Citando o documento que deu origem ao acordo entre a Parpública e os bancos, sob despacho do Governo, que dá garantias às instituições bancárias, o Expresso escreve que "em caso de incumprimento ou desequilibrio financeiro, os bancos têm o direito de obrigar a Parpúbica ('holding' do Estado que detinha a totalidade do capital da companhia aérea) a recomprar a TAP".

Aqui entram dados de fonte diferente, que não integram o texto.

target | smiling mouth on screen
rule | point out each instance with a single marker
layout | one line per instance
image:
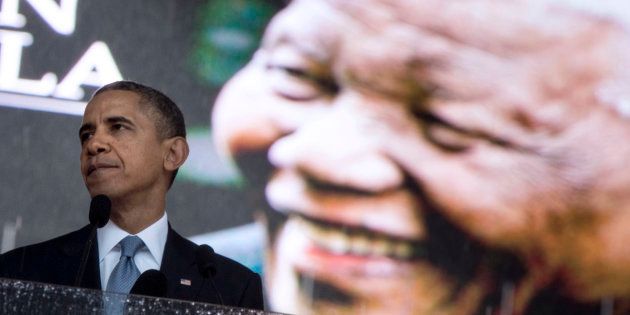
(341, 239)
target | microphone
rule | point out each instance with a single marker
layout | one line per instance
(204, 256)
(150, 283)
(100, 209)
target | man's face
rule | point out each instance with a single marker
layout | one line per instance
(378, 116)
(121, 153)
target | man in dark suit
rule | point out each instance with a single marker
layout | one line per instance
(133, 141)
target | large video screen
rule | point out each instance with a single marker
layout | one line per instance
(366, 157)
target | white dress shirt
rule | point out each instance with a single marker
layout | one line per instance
(147, 257)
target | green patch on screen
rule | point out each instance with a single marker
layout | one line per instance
(204, 165)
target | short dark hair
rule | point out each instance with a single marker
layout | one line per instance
(168, 119)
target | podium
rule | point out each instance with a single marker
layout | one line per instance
(25, 297)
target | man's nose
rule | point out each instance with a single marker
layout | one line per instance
(342, 148)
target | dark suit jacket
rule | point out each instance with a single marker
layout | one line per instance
(57, 261)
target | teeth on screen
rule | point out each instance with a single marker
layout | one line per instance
(347, 241)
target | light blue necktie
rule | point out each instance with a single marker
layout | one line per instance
(126, 272)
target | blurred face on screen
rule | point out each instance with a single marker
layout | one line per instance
(410, 138)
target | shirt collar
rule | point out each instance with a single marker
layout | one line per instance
(154, 237)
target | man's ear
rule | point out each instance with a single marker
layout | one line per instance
(176, 153)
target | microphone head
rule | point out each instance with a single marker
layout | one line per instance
(204, 255)
(100, 209)
(151, 283)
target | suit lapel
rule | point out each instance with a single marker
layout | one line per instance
(73, 251)
(180, 268)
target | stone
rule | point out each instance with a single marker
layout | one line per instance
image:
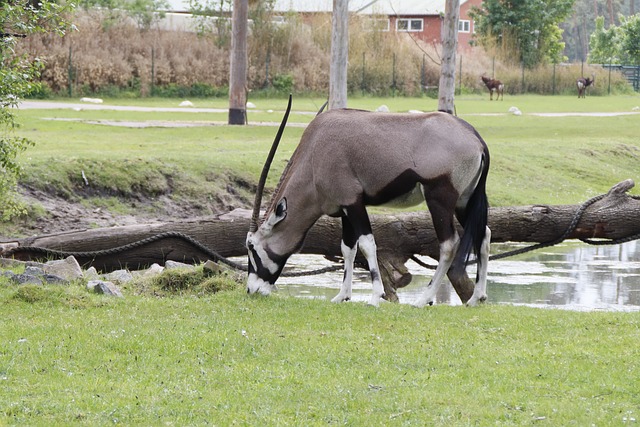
(68, 269)
(104, 287)
(153, 270)
(27, 279)
(175, 264)
(212, 268)
(119, 276)
(91, 274)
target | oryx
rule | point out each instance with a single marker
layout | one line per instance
(348, 159)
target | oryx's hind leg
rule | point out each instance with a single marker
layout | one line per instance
(441, 202)
(357, 233)
(480, 289)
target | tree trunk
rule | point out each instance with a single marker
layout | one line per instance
(339, 55)
(447, 86)
(398, 237)
(238, 66)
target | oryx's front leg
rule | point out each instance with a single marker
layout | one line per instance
(349, 255)
(356, 233)
(448, 250)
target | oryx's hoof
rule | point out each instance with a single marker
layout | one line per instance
(341, 298)
(375, 300)
(474, 301)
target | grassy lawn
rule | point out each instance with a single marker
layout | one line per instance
(68, 357)
(535, 159)
(228, 359)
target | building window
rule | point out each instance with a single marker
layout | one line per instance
(376, 24)
(409, 24)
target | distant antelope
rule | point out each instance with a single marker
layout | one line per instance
(492, 85)
(583, 84)
(348, 159)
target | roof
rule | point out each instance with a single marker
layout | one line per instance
(365, 7)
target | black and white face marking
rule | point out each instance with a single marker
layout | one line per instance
(264, 268)
(265, 265)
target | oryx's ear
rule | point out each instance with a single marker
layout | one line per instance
(278, 214)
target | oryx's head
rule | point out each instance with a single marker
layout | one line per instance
(265, 262)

"As negociações de última hora deram aos bancos a segurança de que, se for necessário, o Estado repõe a garantia pública à dívida bancária", escreve o jornal, acrescentando que "em causa estão quase 770 milhões que euros, que incluem uma dívida bancária de 646,7 milhões e 120 milhões adicionais pedidos pelo consórcio comprador para o financiamento corrente".

"A Parpública (...) confirma que exercerá o direito potestativo de compra das ações da TAP SGPS em caso de incumprimento definitivo (...) de qualquer obrigação pecuniária emergente do(s) contrato(s) financeiro(s) celebrado(s) com o banco" - esta frase está, de acordo com o Expresso, inscrita no "Acordo Relativo à Estabilidade Financeira", um ofício que o presidente do conselho de administração da Parpública, Pedro Ferreira Pinto, enviou a 22 de outubro aos secretários de Estado do Tesouro e dos Transportes e "a que ambos deram despacho".


O Expresso escreve ainda que este ofício é complementado por uma outra carta da Parpública, de que resulta o reforço das garantias aos bancos de que a dívida da TAP estará sempre protegida pela "rede de segurança" do Estado.

Foram estas, segundo o jornal, as condições exigidas pelos bancos para viabilizar a privatização e aceitar prolongar a dívida por um período de sete anos.

Foi no mesmo dia do ofício, a 22 de outubro, que o acordo foi validado no último Conselho de Ministros do Governo de Passos Coelho, "incluindo medidas de ajustamento que pressupõem obrigações de reporte e de informação da situação financeira (da TAP) mês a mês à Parpública", escreve.

O Expresso cita ainda fontes dos bancos credores que confirmaram ter os seus créditos à TAP salvaguardados.

"Para efeitos de auditoria de contas dos bancos, a dívida está salvaguardada", adianta.